Scottish chemist and crystallographer

John Monteath Robertson (24 July 1900 - 27 December 1989) was a Scottish chemist and crystallographer. He was the recipient of the Davy Medal in 1960 and president of the Chemical Society from 1962 to 1964.

==Life==

He was born on 24 July 1900 at Nether Fordun farm near Auchterarder the son of William Robertson, farmer, and his wife, Jeannie Monteath. He was educated at Auchterarder Primary School then Perth Academy. He then studied chemistry at Glasgow University graduating BSc in 1923, MA in 1925. He then continued as a postgraduate gaining his first doctorate (PhD) in 1926. Under the advisement of G. G. Henderson, he produced a doctoral thesis entitled "The structural relationships of certain members of the bicyclic sesquiterpene series". In his graduate work, he crystallized sesquiterpene derivatives and gave them to William Henry Bragg for X-ray diffraction. He sent a caryophyllene alcohol. The structure was not solved until approximately 30 years later.

In 1926, he began work as a researcher at the Royal Institution in London, under the tutelage of Bragg. He continued to work on sesquiterpene derivatives, but also shifted his attention to physics. In 1928 he obtained a post in physics at the University of Michigan in the United States, but returned to the Royal Institution at the Davy-Faraday Laboratory in 1930. During that time, he solved many small, organic molecule structures by X-ray crystallography. In particular, he reported the structures of several novel phthalocyanines. Robertson used heavy-metal derivatives to solve the phase problem by Isomorphous replacement, which paved the way to determine novel structures.
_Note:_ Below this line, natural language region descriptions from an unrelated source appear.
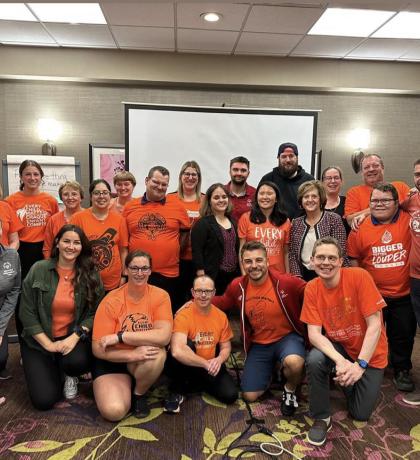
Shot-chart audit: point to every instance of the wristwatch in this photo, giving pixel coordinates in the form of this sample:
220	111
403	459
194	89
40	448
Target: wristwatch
363	364
80	332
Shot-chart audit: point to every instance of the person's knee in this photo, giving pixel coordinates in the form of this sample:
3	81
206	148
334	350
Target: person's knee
115	410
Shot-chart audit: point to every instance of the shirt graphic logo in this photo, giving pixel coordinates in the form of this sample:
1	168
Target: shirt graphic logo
152	225
136	322
386	237
102	248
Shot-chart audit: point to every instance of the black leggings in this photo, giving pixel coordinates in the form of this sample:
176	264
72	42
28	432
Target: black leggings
44	371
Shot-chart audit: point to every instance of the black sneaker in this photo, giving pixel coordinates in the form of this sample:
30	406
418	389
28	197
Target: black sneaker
173	403
317	434
4	375
288	403
403	381
140	407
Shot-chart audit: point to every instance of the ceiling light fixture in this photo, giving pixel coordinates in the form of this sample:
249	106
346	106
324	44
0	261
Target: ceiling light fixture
15	12
211	17
349	22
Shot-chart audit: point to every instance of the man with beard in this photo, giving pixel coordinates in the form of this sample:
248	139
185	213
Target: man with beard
412	206
240	192
288	175
357	197
270	303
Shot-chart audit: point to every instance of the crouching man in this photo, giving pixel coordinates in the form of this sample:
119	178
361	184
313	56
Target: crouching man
200	346
342	308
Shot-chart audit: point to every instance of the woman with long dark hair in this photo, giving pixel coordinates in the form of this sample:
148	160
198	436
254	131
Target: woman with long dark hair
267	222
59	299
214	239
In 1939 he moved to Sheffield University as senior lecturer in physical chemistry. This was interrupted by the Second World War (from 1942) he served as chemical advisor to Bomber Command and scientific advisor to the RAF. From 1942 he was professor and department head of chemistry at Glasgow University. At University of Glasgow, he trained a number of students: "Among those who began X-ray work with me in Glasgow after the war are A. McL. Mathieson and J. D. Morrison (now mass spectrometry) in Melbourne, Maria Przybylska in Ottawa, J. G. White in Princeton, Jack Dunitz in Zurich, Sidney Abrahams with Bell Telephones in New York, Walter Macintyre in Boulder, James Trotter in Vancouver, M. G. Rossmann in Cambridge, H. M. M. Shearer in Durham, and J. S. Broadley and D. M. Donaldson at Dounreay, Thurso (now atomic energy). Ian Dawson (now electron microscopy), J. C. Speakman, George Sim, Tom Hamor and Andrew Porte (now nuclear magnetic resonance) are all back in Glasgow again, after adventures in other places, and are actively participating in our latest and most exciting work."In 1960, Robertson's group reported the structure of limonin, a complex organic molecule whose structure had eluded chemists since its discovery in 1841. With the structure, Robertson's group also demonstrated a clear path to apply novel computational techniques to solve the phase problem for complex organic molecules by using heavy-metal derivatives. This was a continuation of his previous work phasing organic molecules.

In 1943 he was elected a Fellow of the Royal Society of Edinburgh. His proposers were James Wilfred Cook, Thomas Alty, Edward Hindle, John Walton and James Pickering Kendall. In 1945 he was elected a Fellow of the Royal Society of London. In the 1962 Birthday Honours he was created a Commander of the Order of the British Empire. In 1963 he received an honorary doctorate (LLD) from Aberdeen University.

He retired in 1970 and died in Inverness on 27 December 1989.

==Family==

In 1930 he married Stella Kennard (née Nairn) in Toronto.